Pflegeeinrichtungen sollen nach den Vorschlägen des Bundes zu Testkonzepten für den Herbst und Winter verpflichtet werden. Diese sollten "unabhängig vom Impfstatus mindestens zweimal wöchentlich obligatorische Tests für das Personal vorsehen", heißt es in dem Entwurf, der auch der Deutschen Presse-Agentur vorliegt. Alle Besucher von Pflegeheimen sollten ebenfalls ein frisches negatives Testergebnis vorweisen müssen - alternativ sollen die Einrichtungen Schnelltests anbieten müssen. Die Länder könnten für Besucher auch Zugang nur für Geimpfte oder Genesene (2G) vorsehen.

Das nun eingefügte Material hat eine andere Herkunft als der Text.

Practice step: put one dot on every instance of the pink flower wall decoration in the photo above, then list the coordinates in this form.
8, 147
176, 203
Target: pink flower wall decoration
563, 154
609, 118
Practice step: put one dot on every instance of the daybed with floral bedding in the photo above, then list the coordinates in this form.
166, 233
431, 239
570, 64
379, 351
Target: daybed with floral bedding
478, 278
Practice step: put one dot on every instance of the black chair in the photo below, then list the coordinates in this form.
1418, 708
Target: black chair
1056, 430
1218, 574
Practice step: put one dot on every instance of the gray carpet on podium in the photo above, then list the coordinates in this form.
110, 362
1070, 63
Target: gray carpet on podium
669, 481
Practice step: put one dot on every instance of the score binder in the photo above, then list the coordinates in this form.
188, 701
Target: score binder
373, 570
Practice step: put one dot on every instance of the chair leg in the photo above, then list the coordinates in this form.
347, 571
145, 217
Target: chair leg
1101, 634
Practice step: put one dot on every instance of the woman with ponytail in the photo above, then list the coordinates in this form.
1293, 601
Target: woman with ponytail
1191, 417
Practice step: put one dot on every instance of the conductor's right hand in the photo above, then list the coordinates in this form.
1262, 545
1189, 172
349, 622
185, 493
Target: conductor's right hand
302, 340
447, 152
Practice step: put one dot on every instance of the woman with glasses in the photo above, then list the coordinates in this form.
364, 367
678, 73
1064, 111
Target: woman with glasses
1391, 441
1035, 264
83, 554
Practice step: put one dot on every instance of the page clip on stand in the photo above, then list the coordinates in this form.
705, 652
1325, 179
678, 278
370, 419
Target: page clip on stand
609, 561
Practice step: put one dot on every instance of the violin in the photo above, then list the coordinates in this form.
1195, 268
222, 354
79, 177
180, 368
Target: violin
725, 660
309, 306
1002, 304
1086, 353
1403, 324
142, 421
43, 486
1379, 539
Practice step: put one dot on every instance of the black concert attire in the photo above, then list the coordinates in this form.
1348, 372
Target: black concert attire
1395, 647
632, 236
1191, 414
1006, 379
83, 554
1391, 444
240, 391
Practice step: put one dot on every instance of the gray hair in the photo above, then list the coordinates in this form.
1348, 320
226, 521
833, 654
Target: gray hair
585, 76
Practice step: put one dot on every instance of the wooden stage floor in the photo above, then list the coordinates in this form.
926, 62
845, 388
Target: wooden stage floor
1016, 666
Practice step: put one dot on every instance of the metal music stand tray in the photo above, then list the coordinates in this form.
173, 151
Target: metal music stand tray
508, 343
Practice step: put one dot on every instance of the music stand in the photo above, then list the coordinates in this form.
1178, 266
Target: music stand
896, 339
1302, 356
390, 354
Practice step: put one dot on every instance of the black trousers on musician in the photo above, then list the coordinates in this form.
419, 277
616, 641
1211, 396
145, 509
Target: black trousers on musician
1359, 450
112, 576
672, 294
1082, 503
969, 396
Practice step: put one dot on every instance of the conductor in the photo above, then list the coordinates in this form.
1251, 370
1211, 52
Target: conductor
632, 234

Booster-Impfungen bitte der Reihe nach

Die niedergelassenen Ärzte haben an die Bundesregierung appelliert, sich mit eigenen Empfehlungen zu den Corona-Auffrischungsimpfungen zurückzuhalten. Der Vorstandsvorsitzende der Kassenärztlichen Bundesvereinigung (KBV), Andreas Gassen, sagte am Dienstag in Berlin, abweichende Empfehlungen verwirrten nur. Die niedergelassenen Ärztinnen und Ärzte könnten alle empfohlenen Impfungen verabreichen, wenn die Rahmenbedingungen stimmten, sagte Gassen.

Martin Scherer, Präsident der Deutschen Gesellschaft für Allgemeinmedizin und Familienmedizin, fügte hinzu, besonders dringend seien Auffrischungsimpfungen in Alten- und Pflegeheimen. Das Versagen aus den ersten Corona-Wellen dürfe sich nicht wiederholen, warnte Scherer. Unter den Corona-Toten sind überproportional viele alte Menschen aus Pflegeheimen.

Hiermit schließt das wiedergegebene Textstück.